From: Krzysztof Kozlowski <k.kozlowski@samsung.com>
To: paulmck@linux.vnet.ibm.com
Cc: Russell King - ARM Linux <linux@arm.linux.org.uk>,
Fengguang Wu <fengguang.wu@intel.com>, LKP <lkp@01.org>,
linux-kernel@vger.kernel.org,
Bartlomiej Zolnierkiewicz <b.zolnierkie@samsung.com>,
linux-arm-kernel@lists.infradead.org,
Arnd Bergmann <arnd@arndb.de>, MarkRutland <mark.rutland@arm.com>
Subject: Re: [rcu] [ INFO: suspicious RCU usage. ]

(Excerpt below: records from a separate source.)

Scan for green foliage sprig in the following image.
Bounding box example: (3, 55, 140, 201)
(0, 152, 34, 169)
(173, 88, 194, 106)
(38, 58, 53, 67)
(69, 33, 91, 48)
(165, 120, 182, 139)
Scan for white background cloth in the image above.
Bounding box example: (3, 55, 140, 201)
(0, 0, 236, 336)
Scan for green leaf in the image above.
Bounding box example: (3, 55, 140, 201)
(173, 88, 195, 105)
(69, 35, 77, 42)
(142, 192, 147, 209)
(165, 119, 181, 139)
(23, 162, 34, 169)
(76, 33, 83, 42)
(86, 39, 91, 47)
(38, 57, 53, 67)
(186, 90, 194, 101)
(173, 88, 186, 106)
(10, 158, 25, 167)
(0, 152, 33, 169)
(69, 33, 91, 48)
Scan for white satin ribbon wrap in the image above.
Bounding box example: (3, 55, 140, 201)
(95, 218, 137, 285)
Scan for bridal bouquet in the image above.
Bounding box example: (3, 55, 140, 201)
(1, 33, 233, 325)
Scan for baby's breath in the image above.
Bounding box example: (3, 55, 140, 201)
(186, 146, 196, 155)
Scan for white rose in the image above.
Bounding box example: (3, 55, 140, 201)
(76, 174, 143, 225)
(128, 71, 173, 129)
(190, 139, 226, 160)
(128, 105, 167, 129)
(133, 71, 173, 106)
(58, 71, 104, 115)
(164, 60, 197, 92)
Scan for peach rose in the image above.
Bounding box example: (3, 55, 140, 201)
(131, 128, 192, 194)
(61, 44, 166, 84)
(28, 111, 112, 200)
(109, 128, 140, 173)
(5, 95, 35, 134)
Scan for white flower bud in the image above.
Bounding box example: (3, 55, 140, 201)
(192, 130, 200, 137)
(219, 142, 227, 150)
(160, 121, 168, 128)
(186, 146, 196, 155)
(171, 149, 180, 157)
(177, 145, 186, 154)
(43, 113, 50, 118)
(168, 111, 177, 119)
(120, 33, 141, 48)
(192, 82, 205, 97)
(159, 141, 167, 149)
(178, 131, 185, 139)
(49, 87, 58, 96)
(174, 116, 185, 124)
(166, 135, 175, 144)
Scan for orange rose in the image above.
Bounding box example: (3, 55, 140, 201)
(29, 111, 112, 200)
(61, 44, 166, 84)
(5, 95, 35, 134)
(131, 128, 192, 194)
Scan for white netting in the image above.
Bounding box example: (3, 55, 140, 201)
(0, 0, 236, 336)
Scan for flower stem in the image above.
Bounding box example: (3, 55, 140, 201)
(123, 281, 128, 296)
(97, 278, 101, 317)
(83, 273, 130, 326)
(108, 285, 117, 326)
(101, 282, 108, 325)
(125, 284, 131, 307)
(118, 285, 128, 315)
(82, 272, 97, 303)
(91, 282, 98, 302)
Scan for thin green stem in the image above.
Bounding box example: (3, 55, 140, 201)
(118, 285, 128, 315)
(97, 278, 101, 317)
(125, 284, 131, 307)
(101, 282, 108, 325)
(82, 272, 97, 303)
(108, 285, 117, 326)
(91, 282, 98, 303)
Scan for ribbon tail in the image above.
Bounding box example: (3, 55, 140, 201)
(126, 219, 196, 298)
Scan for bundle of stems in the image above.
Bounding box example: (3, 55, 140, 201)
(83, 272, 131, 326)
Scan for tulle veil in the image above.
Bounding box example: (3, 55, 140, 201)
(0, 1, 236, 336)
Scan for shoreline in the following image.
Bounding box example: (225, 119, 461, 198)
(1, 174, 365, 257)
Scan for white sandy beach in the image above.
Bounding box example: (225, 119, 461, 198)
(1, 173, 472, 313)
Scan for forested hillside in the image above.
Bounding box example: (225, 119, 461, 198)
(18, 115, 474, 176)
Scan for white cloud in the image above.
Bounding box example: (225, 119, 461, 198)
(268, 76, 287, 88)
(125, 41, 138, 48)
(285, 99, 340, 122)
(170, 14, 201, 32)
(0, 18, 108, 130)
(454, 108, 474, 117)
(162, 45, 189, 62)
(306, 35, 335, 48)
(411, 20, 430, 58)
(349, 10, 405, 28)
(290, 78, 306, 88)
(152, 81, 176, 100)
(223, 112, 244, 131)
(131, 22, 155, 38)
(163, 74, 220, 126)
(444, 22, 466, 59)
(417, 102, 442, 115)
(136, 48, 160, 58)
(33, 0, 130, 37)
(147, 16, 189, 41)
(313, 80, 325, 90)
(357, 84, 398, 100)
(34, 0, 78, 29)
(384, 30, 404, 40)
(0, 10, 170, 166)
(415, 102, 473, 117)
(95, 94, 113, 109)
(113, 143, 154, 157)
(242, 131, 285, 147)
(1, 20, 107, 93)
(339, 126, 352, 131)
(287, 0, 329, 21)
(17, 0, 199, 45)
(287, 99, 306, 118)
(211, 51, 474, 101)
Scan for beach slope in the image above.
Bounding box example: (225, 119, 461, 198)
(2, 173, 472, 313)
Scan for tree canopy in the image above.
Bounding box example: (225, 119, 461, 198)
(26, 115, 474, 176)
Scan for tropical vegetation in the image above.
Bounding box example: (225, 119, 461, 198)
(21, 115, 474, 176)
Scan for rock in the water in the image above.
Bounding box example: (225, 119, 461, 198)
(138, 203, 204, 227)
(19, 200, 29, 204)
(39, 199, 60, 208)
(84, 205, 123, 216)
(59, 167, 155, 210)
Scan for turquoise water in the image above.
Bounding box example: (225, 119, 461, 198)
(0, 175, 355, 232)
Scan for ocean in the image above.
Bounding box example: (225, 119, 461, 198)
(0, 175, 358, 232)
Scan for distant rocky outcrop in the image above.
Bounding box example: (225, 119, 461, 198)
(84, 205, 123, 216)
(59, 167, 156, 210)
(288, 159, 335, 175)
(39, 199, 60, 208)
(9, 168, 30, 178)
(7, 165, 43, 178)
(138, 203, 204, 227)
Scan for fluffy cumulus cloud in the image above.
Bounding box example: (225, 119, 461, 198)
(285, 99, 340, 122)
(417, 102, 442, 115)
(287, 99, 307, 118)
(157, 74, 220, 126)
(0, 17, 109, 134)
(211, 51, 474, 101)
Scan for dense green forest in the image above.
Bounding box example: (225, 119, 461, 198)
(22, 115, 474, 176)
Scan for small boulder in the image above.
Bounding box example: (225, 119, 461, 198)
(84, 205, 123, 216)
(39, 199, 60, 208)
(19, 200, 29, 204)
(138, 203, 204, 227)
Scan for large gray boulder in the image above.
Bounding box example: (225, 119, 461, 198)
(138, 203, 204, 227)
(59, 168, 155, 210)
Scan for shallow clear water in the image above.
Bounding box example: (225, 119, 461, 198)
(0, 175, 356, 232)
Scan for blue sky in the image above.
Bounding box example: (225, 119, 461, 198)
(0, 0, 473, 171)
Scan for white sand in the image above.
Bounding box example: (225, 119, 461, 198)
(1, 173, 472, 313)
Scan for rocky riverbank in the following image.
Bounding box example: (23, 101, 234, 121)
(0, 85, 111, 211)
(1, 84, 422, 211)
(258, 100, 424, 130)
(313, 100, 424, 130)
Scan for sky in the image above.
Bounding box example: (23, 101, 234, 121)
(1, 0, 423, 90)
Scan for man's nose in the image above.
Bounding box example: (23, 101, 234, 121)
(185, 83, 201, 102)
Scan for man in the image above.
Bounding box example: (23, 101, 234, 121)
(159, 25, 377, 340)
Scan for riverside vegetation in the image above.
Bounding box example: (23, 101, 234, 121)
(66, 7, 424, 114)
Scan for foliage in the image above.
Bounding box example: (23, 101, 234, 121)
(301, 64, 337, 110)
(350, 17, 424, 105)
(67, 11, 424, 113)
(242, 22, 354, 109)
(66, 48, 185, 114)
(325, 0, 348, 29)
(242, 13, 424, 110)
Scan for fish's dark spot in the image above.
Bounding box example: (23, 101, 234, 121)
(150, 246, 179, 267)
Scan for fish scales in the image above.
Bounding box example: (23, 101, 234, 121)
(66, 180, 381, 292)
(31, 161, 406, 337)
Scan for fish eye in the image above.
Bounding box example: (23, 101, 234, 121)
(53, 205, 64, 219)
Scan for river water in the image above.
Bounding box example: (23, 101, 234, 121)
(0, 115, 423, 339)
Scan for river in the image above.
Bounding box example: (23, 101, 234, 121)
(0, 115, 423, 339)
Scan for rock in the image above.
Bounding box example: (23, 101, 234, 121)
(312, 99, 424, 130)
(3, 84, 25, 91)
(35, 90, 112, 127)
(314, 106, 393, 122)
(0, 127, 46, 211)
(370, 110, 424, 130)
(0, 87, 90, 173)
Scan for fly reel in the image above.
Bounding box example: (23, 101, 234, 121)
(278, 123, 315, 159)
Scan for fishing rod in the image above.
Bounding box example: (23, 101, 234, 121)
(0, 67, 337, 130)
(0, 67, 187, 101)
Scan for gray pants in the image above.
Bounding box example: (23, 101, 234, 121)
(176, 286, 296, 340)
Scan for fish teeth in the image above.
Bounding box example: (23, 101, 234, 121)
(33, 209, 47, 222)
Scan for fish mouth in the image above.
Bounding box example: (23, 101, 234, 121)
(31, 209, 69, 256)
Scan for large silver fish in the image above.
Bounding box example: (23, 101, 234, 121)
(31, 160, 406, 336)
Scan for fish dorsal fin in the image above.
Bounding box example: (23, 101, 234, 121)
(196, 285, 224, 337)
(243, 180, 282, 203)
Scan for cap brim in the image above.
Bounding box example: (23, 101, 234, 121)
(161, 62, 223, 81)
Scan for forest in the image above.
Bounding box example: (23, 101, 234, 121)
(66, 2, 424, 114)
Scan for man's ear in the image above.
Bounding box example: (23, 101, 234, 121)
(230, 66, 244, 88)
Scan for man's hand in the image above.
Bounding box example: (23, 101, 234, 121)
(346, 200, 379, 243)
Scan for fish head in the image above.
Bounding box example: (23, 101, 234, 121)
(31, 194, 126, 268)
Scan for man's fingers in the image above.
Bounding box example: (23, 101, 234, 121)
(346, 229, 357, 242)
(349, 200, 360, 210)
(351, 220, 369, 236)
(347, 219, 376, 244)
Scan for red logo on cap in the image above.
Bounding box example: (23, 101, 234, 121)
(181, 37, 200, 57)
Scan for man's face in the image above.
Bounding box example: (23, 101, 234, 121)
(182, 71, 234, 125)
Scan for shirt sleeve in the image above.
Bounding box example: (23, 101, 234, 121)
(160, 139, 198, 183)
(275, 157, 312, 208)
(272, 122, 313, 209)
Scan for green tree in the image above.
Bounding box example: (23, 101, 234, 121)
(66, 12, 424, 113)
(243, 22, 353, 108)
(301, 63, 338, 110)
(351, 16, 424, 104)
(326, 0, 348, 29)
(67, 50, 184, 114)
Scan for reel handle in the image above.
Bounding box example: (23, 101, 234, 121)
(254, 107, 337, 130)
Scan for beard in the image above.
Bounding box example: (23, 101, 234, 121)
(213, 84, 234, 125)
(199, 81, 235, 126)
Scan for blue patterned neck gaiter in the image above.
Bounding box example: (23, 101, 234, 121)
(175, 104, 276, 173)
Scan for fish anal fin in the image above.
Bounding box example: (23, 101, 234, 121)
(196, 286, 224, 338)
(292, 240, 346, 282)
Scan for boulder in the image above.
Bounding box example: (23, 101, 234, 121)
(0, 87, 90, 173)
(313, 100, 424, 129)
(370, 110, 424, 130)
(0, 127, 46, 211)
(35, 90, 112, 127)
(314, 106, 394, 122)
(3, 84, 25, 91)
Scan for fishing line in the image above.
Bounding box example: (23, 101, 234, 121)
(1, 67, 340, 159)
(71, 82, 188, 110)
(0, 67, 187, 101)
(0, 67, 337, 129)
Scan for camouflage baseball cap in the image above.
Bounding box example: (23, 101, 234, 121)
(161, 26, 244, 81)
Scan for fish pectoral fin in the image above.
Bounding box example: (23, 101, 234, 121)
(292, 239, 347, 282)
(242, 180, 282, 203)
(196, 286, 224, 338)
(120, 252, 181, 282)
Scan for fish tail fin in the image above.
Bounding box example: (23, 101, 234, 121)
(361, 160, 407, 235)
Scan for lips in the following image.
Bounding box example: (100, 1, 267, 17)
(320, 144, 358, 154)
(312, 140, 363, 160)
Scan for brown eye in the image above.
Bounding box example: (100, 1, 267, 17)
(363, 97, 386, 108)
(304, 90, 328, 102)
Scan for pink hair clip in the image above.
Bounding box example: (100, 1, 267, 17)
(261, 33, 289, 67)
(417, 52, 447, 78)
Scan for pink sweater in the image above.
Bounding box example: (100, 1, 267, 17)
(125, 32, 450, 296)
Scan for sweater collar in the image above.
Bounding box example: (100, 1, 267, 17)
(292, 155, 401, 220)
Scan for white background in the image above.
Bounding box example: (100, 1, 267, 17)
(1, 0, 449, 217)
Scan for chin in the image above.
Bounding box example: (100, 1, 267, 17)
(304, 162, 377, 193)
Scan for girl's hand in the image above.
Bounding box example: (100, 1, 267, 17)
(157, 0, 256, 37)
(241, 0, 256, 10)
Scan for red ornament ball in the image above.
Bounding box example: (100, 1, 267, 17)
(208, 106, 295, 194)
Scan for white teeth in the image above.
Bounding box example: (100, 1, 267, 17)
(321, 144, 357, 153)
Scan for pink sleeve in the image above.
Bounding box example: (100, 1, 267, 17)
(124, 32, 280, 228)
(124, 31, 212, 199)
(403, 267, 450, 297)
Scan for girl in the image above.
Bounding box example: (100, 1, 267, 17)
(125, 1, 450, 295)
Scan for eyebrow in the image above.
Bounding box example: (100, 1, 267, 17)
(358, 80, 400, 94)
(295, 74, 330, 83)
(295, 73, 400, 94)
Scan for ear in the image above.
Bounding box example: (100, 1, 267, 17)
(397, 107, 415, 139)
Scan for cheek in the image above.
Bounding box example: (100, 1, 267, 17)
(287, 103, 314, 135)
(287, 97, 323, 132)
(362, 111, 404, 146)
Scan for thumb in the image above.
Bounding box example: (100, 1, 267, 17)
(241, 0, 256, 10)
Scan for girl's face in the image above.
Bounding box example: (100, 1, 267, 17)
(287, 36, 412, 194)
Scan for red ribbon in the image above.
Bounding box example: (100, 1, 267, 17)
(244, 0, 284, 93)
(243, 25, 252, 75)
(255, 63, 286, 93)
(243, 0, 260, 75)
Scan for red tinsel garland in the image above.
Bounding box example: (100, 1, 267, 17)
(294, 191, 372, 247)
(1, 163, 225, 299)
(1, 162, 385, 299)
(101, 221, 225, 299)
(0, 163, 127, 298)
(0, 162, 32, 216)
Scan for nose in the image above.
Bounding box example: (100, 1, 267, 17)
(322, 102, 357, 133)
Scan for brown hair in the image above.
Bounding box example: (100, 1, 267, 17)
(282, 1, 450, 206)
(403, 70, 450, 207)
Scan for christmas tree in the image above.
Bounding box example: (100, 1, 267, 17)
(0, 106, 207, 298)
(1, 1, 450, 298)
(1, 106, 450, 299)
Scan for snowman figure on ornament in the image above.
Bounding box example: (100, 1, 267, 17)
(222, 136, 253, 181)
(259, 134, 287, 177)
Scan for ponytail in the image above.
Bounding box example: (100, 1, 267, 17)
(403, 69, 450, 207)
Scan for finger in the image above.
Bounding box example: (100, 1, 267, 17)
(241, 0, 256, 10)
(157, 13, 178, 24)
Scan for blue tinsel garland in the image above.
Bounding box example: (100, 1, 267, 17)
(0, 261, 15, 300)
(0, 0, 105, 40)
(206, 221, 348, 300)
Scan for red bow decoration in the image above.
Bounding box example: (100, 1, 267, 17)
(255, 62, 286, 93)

Date: Wed, 04 Feb 2015 16:22:28 +0100 [thread overview]
Message-ID: <1423063348.24415.10.camel@AMDC1943> (raw)
In-Reply-To: <20150204151028.GD5370@linux.vnet.ibm.com>
[-- Attachment #1: Type: text/plain, Size: 3139 bytes --]
On śro, 2015-02-04 at 07:10 -0800, Paul E. McKenney wrote:
> On Wed, Feb 04, 2015 at 03:16:27PM +0100, Krzysztof Kozlowski wrote:
> > On śro, 2015-02-04 at 05:14 -0800, Paul E. McKenney wrote:
> > > On Wed, Feb 04, 2015 at 01:00:18PM +0000, Russell King - ARM Linux wrote:
> > > > On Wed, Feb 04, 2015 at 12:39:07PM +0100, Krzysztof Kozlowski wrote:
> > > > > +Cc some ARM people
> > > >
> > > > I wish that people would CC this list with problems seen on ARM. I'm
> > > > minded to just ignore this message because of this in the hope that by
> > > > doing so, people will learn something...
> > > >
> > > > > > Another thing I could do would be to have an arch-specific Kconfig
> > > > > > variable that made ARM responsible for informing RCU that the CPU
> > > > > > was departing, which would allow a call to as follows to be placed
> > > > > > immediately after the complete():
> > > > > >
> > > > > > rcu_cpu_notify(NULL, CPU_DYING_IDLE, (void *)(long)smp_processor_id());
> > > > > >
> > > > > > Note: This absolutely requires that the rcu_cpu_notify() -always-
> > > > > > be allowed to execute!!! This will not work if there is -any- possibility
> > > > > > of __cpu_die() powering off the outgoing CPU before the call to
> > > > > > rcu_cpu_notify() returns.
> > > >
> > > > Exactly, so that's not going to be possible. The completion at that
> > > > point marks the point at which power _could_ be removed from the CPU
> > > > going down.
> > >
> > > OK, sounds like a polling loop is required.
> >
> > I thought about using wait_on_bit() in __cpu_die() (the waiting thread)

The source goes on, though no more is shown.